Rendre les silos obsolètes

La polyvalence, c’est aussi de l’empathie. C’est se préoccuper de la communication au-delà des coûts, des répétitions et des clics. C’est réfléchir et ajuster en fonction de la création publicitaire, du moment et du contexte de l’audience, de ce qui se passera après la pub. La polyvalence, c’est la compréhension intime qu’une marque doit être considérée pour engager en espérant éventuellement vendre. La polyvalence, c’est rendre les silos des métiers de la communication (création, média, engagement, vente) obsolètes. Pour plus d’efficience et d’efficacité. 
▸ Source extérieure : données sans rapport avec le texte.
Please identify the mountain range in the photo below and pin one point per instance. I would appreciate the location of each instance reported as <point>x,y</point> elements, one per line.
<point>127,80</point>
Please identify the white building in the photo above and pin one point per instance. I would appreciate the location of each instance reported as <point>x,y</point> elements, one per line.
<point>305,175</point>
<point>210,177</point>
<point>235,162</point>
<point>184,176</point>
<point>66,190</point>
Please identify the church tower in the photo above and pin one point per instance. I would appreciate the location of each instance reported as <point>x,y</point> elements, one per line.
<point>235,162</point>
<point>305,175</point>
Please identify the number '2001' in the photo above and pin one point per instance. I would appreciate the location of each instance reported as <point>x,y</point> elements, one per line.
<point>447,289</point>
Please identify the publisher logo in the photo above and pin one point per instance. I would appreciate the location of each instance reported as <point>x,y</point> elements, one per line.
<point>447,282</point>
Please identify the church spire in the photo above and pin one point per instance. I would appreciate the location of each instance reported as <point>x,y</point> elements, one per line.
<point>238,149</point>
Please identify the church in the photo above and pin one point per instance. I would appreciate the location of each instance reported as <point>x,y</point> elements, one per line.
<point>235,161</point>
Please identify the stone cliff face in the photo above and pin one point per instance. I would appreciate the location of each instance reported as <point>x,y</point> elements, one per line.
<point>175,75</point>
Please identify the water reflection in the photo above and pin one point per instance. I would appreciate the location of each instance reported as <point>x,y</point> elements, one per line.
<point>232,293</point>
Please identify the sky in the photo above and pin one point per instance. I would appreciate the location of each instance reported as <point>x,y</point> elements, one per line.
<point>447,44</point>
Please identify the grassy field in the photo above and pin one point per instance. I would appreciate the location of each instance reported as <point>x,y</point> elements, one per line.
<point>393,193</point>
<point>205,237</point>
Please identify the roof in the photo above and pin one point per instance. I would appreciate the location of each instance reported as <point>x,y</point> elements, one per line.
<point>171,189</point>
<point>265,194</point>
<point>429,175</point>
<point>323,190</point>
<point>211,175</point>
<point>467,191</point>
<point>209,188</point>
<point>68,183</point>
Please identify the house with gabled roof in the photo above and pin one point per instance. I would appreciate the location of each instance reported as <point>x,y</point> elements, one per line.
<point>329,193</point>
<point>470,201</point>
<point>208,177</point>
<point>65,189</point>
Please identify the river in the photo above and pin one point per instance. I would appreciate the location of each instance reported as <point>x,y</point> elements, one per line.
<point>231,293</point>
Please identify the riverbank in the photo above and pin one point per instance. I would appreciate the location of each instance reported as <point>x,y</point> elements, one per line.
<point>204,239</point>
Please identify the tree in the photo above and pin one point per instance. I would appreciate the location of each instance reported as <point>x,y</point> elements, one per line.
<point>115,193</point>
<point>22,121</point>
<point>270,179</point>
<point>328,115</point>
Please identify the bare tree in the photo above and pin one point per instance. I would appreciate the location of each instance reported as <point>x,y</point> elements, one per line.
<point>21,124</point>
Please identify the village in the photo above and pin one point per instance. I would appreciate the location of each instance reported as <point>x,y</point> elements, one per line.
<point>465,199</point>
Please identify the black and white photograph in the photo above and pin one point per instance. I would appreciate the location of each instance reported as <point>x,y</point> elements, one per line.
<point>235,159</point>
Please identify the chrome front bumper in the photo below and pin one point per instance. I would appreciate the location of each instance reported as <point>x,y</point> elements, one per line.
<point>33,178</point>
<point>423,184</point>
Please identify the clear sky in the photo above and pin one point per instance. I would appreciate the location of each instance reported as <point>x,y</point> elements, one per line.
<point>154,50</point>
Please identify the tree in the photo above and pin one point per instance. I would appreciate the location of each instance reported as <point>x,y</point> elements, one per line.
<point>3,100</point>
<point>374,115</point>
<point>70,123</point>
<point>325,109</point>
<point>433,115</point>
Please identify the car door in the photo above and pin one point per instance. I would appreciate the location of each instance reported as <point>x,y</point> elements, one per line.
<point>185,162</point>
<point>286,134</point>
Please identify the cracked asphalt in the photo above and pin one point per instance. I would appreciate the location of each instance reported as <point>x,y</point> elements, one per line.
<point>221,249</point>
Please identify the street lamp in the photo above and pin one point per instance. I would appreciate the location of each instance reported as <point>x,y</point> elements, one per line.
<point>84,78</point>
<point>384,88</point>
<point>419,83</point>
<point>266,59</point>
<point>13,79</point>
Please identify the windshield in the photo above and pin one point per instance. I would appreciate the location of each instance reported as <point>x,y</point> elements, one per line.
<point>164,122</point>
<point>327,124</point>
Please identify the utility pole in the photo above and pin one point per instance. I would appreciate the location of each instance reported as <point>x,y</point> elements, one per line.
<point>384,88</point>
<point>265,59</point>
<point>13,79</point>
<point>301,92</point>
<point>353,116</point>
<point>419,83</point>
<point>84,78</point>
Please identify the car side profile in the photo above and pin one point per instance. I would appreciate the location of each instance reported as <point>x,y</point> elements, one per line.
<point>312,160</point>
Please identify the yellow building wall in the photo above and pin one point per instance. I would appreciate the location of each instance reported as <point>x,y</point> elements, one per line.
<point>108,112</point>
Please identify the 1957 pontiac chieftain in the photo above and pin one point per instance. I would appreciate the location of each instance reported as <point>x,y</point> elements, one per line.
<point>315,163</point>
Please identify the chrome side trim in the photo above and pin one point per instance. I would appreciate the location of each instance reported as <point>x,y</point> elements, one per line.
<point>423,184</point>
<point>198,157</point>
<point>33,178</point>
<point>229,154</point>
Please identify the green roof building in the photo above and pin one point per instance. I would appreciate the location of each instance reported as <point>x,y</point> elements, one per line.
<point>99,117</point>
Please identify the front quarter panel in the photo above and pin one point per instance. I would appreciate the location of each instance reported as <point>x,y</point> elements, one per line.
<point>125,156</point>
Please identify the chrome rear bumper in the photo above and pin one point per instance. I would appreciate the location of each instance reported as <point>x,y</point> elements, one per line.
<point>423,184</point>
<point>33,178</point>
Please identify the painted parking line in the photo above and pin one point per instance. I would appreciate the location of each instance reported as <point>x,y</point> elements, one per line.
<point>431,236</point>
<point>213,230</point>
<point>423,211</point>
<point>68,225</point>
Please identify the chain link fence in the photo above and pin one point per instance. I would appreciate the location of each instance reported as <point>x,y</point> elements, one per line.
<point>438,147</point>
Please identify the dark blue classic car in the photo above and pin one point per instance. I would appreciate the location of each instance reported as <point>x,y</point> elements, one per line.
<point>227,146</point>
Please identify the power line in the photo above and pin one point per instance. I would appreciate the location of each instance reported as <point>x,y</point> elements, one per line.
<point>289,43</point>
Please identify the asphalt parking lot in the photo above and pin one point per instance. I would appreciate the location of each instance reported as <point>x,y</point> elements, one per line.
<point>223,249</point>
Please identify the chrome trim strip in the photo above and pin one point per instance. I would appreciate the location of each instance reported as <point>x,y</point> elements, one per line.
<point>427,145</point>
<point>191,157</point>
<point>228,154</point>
Enfin, la responsabilité. Quand ils travaillent avec une agence, les annonceurs veulent à juste titre des personnes responsables en face. En partie pour pouvoir déléguer leur responsabilité propre : «j’ai pris cette décision parce qu’un expert me l’avait recommandé.» En partie pour pouvoir se focaliser sur leur métier en s’appuyant sur l’expertise de consultants avérés. Mais aussi pour s’appuyer sur la réactivité et l’agilité d’experts cultivés et polyvalents quand les choses ne se passent pas comme prévu. Ce qui est assez fréquent. 

Équipes moins nombreuses, mais mieux payées

Ce qui disparait tendanciellement dans les agences média, c’est ce qui occupait une si grande partie de leur temps. La consultation de panels statistiques qu’on fait passer pour une vérité déterministe, le media planning détaillé sur des feuilles Excel à n’en plus finir, la surveillance des consoles, les heures innombrables à consolider des chiffres de différentes sources, laissant si peu de secondes pour tenter de leur donner du sens. Ou encore les réunions fleuves à regarder des tableaux qui n’ont ni sens ni sujet ni conclusions. Les tentatives plus ou moins transparentes de rationaliser ce qui de toute façon a déjà été fait. 
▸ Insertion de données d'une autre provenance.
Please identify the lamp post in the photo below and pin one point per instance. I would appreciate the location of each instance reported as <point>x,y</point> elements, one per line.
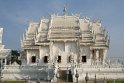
<point>95,81</point>
<point>104,81</point>
<point>76,75</point>
<point>67,72</point>
<point>86,78</point>
<point>57,75</point>
<point>1,67</point>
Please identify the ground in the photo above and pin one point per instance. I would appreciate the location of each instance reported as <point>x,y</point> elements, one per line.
<point>100,81</point>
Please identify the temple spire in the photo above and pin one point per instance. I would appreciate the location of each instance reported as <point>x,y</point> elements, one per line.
<point>65,10</point>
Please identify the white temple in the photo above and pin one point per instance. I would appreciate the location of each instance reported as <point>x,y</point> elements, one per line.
<point>65,39</point>
<point>64,43</point>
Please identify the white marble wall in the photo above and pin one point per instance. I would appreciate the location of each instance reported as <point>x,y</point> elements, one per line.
<point>31,53</point>
<point>44,51</point>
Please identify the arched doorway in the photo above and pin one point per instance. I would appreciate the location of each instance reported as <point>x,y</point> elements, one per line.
<point>33,59</point>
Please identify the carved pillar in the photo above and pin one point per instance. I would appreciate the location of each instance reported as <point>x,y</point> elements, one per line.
<point>5,61</point>
<point>91,57</point>
<point>97,56</point>
<point>104,55</point>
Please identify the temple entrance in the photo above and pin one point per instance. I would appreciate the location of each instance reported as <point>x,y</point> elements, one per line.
<point>33,59</point>
<point>59,59</point>
<point>63,76</point>
<point>84,59</point>
<point>45,59</point>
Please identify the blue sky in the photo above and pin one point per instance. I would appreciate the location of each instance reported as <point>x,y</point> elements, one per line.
<point>15,16</point>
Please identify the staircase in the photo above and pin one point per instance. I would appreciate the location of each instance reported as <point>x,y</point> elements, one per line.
<point>63,76</point>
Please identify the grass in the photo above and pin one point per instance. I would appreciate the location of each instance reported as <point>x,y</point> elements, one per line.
<point>116,81</point>
<point>13,82</point>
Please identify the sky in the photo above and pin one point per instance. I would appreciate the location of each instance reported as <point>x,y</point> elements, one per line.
<point>15,16</point>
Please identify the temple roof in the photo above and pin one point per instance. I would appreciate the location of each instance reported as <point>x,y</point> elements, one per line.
<point>64,21</point>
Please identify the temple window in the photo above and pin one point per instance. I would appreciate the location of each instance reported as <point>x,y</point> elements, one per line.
<point>33,59</point>
<point>45,59</point>
<point>83,58</point>
<point>59,59</point>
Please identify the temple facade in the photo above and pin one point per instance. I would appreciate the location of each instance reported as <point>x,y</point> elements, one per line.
<point>64,47</point>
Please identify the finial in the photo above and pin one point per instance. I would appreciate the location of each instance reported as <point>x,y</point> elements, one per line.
<point>65,10</point>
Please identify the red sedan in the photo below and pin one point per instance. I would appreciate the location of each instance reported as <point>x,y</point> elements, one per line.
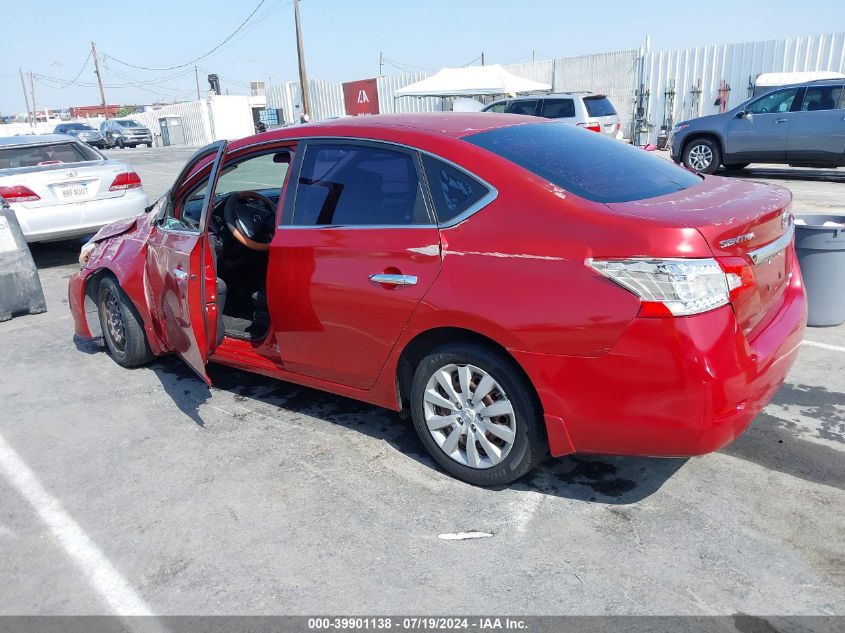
<point>522,287</point>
En réalité, l’intelligence artificielle force les agences médias et leurs talents à se focaliser sur plus d’intelligence moins artificielle. Les conséquences qualitatives et quantitatives en termes d’équipes seront gigantesques. Elles seront moins nombreuses, mieux payées, et systématiquement assistées par une IA. C’est l’essor de l’intelligence hybride, plus précise, plus rapide et plus substantielle au service de la performance des annonceurs. 

Sauf pour les annonceurs qui à l’instar de P&G sauteront le pas de la responsabilité et travailleront directement avec des plateformes média riches en data et en IA. Sans intermédiaires du tout.